Il était né protestant, se fit catholique, se refit protestant. La Révocation le jeta hors de France ; il professa à Rotterdam, où le violent Jurieu lui chercha querelle : ses livres furent censurés, sa chaire lui fut retirée. Rien de tragique au reste dans cette âme inquiète et dans cette vie orageuse : Bayle est une figure originale de savant à la vieille mode : paisible, doux, gai, sans ambition, indifférent à la gloire littéraire, il s’enferme dans son cabinet, et ne se croit jamais malheureux, dès qu’il peut lire, écrire, imprimer en liberté. Il travaille assidûment, sans fatigue ; c’est sa vie et sa joie [1]. Il a le savoir d’un érudit, le sens d’un critique ; il cherche la vérité, d’une affection ferme et sereine, qui a l’air d’une fonction plutôt que d’une passion de sa nature.

Il n’est pas écrivain, pas artiste au moindre degré. Il est aussi incapable de composer que Montaigne. Son Dictionnaire historique et critique est un amas d’observations faites sur les erreurs ou les omissions d’un dictionnaire, celui de Moréri. Les notes, « farcies » de citations françaises, latines, grecques, tiennent dix fois plus de place que le texte : on y trouve de l’histoire, de la géographie, de la littérature, de la philologie, de la philosophie, des gaillardises [2], mais surtout de l’histoire religieuse et de la théologie.
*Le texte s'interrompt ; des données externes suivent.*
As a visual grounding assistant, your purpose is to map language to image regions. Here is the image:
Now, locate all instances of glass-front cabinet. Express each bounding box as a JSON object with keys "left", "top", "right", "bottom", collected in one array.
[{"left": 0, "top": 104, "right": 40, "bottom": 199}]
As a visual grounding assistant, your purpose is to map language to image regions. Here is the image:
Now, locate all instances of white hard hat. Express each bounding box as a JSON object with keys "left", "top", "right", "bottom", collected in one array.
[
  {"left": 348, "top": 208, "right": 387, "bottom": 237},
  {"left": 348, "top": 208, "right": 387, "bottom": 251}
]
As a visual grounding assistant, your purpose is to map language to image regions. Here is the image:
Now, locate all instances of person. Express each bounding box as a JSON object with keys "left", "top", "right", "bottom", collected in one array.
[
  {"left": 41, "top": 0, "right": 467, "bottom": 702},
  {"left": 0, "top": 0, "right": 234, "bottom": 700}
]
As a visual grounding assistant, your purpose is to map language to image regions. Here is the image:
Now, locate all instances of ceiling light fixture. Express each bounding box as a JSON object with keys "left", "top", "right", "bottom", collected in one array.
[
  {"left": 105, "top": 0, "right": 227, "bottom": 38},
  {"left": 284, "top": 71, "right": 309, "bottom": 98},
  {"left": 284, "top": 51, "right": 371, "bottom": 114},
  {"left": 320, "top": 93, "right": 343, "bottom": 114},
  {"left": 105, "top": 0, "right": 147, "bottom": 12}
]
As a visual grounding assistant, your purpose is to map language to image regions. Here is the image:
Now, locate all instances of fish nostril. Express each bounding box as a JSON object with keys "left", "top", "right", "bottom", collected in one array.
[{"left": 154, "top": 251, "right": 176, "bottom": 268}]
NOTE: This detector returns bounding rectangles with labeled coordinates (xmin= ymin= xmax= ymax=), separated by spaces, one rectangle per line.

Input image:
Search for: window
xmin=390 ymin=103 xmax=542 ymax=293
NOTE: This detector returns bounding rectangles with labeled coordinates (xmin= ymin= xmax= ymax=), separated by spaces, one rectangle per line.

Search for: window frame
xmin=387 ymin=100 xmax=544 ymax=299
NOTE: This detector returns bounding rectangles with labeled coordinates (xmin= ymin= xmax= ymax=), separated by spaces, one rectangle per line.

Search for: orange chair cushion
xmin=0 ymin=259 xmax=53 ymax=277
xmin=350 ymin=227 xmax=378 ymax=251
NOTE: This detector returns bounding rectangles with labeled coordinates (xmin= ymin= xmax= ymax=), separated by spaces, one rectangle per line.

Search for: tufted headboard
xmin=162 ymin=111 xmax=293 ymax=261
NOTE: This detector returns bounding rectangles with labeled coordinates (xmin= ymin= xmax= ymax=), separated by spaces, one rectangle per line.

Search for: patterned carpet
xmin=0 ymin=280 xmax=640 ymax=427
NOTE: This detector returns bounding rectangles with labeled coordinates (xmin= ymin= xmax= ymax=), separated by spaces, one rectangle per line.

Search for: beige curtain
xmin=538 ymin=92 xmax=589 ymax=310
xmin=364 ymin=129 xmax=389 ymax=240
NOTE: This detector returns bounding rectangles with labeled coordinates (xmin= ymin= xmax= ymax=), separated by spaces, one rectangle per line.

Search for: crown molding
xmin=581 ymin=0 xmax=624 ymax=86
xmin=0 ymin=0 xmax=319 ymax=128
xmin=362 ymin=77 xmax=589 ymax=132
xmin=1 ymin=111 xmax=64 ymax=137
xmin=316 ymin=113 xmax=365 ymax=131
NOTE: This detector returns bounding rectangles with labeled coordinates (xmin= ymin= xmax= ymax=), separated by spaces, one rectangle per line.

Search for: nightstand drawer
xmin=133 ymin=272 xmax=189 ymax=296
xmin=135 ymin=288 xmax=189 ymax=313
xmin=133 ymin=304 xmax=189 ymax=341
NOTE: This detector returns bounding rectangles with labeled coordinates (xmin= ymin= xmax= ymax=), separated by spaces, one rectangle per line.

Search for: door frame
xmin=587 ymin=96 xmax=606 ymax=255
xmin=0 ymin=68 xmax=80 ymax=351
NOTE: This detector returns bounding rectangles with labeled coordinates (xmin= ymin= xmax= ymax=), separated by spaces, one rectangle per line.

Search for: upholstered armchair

Bayle n’a point de système, évite de dresser des théories. Sa méthode est d’alléguer toutes les raisons pour et contre les opinions établies. Ce n’est pas sa faute si les raisons contre paraissent les plus fortes, si, après l’avoir lu, l’on est tenté de conclure pour les hérétiques. Il excelle à faire ressortir que les opinions délaissées pouvaient se défendre, et n’étaient pas plus absurdes en réalité que les opinions victorieuses. Il a peine à ne pas marquer de faveur au manichéisme, dans lequel il trouve beaucoup de raison. Mais il est, en somme, dégagé de tout préjugé religieux ou philosophique. Il enseigne à ne pas croire, à se réserver. Il démolit la foi aux miracles, La foi à la Providence. Il détrompe le monde du préjuge que la moralité dépende de l’orthodoxie religieuse. Il fonde la morale sur la conscience. Il établit le principe de la tolérance, le droit de la conscience, même errante. Ses sentiments directeurs sont la haine de l’intolérance et l’amour de la paix : il n’y a pas de vérité assez certaine pour valoir qu’on s’égorge. Et

  1. « Divertissements, parties de plaisir, jeux, collations, voyages à la campagne, visites, et telles autres récréations nécessaires à quantité de gens d’études, à ce qu’ils disent, ne sont pas mon fait : je n’y perds point de temps. Je n’en perds point aux soins domestiques, ni à briguer quoi que ce soit, ni à des sollicitations, ni à telles autres affaires. J’ai été heureusement délivré de plusieurs occupations qui ne m’étaient guère agréables ; et j’ai eu le plus grand et le plus charmant loisir qu’un homme de lettres puisse avoir. » (Préface du Dictionnaire.)
  2. Demandées, dit-il, par le libraire pour assurer la vente.